Machine learning algorithms have been widely used for various tasks such as image classification and features detection. However, their vulnerability to adversarial examples — maliciously crafted inputs created to fool the algorithm — remains a major issue. The integration of machine learning with quantum computing might provide an opportunity for effective tools that offer greater accuracy, faster compute times, and robustness against adversarial attacks. Recent breakthroughs in quantum-mechanical research have enabled the development of quantum adversarial machine learning (QAML), opening the door to potential new sources of quantum advantage. QAML has already yielded positive results, but there are still challenges to creating practical tools. In this perspective, we discuss recent developments in the field, outline the most important hurdles, and suggest potential future paths.
Nature Machine Intelligence is a research company specializing in the development of quantum-related technologies in the fields of machine learning and Artificial Intelligence (AI). It is a core mover in the field of quantum adversarial machine learning (QAML). The company’s team of experts is continuously exploring new ideas related to quantum computing, machine learning, and AI to ensure that they remain on the cutting edge of such fields. They have been researching the possibilities of finding a quantum advantage in machine learning algorithms, striving to make QAML practical for real-world use.
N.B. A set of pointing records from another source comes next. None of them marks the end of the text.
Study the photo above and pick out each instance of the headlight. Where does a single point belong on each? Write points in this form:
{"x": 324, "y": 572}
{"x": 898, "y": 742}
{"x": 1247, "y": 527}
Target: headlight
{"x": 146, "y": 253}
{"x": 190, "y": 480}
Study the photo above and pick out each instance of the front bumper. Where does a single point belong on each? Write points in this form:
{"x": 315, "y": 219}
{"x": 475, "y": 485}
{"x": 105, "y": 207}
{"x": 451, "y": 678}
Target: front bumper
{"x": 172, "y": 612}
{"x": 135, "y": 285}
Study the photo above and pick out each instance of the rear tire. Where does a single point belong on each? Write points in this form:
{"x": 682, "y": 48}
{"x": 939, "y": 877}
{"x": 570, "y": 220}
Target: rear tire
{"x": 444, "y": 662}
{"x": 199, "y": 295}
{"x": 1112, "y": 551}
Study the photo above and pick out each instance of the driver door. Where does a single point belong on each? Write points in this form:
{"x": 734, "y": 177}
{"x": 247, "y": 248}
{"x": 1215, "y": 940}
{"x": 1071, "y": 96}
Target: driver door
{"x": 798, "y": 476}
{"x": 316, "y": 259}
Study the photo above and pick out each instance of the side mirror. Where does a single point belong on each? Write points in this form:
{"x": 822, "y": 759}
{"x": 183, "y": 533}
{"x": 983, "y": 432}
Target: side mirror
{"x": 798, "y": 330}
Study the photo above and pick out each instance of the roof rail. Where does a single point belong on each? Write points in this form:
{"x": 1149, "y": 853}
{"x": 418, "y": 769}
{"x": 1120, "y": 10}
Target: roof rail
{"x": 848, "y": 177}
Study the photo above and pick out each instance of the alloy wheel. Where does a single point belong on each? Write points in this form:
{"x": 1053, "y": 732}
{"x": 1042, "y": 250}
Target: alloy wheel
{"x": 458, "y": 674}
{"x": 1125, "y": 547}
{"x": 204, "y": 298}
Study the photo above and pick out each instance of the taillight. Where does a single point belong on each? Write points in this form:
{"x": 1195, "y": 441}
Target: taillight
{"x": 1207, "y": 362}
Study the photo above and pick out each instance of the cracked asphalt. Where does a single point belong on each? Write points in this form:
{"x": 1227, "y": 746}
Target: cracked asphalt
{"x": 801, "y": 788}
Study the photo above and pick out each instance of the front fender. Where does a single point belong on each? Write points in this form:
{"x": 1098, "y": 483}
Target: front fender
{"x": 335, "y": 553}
A key player in the field of quantum adversarial machine learning is Professor Giacomo De Palma. He is a renowned professor and researcher in the Department of Physics and Astronomy at the University of Padua, and a leading scholar in the field of quantum computing. He has made key contributions to quantum machine learning, and to the development of quantum-enhanced adversarial robustness. Professor De Palma has pioneered numerous research projects and publications related to quantum machine learning, and has been a significant contributor to the RisingStars Qarma ERC Project. With his expertise, he is leading the way in developing future practical applications of QAML.